Türkiye’nin başlangıçta çok iddialı “kırmızı çizgi”lerle tarif
edilen Suriye politikası bugün artık politika olmaktan çıkmış ve
Esad’la görüşebilme beklentisine kadar gerilemiştir. Halbuki
başlangıçta ilan edilen hedeflerin ilki Esad’ın mutlaka gitmesiydi.

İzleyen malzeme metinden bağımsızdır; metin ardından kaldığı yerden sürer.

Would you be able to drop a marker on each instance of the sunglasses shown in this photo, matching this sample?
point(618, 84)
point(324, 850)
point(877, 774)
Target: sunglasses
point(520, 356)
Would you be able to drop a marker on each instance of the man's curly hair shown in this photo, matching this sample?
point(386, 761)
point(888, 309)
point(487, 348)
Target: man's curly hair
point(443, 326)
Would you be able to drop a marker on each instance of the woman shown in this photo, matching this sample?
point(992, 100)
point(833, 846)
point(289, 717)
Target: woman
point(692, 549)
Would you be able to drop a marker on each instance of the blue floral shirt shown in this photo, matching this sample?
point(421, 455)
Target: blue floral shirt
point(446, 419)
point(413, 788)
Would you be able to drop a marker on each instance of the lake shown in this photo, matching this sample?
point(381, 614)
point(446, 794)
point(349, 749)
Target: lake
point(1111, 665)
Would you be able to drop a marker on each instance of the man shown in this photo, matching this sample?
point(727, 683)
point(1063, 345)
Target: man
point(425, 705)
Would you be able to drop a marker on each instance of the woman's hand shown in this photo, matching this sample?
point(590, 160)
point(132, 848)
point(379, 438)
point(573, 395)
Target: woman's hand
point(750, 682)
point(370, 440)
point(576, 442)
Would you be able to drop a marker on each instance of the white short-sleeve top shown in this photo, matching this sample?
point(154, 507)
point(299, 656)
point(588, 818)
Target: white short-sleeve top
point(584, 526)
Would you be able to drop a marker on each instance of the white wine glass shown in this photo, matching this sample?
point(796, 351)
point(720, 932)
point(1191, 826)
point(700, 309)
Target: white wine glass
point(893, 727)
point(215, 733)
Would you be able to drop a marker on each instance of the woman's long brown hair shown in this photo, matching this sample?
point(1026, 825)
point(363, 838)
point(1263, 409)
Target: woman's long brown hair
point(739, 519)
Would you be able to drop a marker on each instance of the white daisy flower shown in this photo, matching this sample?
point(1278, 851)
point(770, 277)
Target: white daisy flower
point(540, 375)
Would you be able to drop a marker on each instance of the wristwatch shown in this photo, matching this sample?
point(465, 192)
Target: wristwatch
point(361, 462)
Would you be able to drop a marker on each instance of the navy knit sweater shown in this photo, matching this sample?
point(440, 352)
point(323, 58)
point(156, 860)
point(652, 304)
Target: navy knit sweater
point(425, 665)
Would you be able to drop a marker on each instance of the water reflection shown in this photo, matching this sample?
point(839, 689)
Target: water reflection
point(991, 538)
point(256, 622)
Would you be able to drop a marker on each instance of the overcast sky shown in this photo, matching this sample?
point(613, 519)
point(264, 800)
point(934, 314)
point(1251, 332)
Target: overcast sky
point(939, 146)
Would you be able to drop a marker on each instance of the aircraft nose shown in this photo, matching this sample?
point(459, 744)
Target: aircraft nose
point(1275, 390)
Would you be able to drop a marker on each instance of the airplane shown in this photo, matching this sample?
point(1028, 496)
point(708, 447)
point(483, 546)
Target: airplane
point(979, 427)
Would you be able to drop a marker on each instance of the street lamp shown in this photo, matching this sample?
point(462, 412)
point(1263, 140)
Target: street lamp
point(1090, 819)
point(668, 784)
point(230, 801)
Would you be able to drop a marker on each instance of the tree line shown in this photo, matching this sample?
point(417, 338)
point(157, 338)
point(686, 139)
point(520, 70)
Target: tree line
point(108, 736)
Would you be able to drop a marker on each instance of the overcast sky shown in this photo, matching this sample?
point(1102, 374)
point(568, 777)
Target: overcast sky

Esad kaldı, “Sayın Esed” oldu ve şimdi Erdoğan’ın masaya oturma
talebine karşılık tok satıcı tavırlarıyla bakacak olacak kadar
güçlendi. Yani ilk hedefimiz tutmadı.
İkinci hedefimiz Suriye’nin toprak bütünlüğü; yani bir bölgesel
Kürt yönetiminin kurulmamasıydı. Bu da tutturulamadı. O kadar
tutturulamadı ki PYD/SDG daha fazla ilerlemesin diye çeşitli
bölgelerde yıllardır asker bulundurmak zorunda kalıyoruz.
İlk iki...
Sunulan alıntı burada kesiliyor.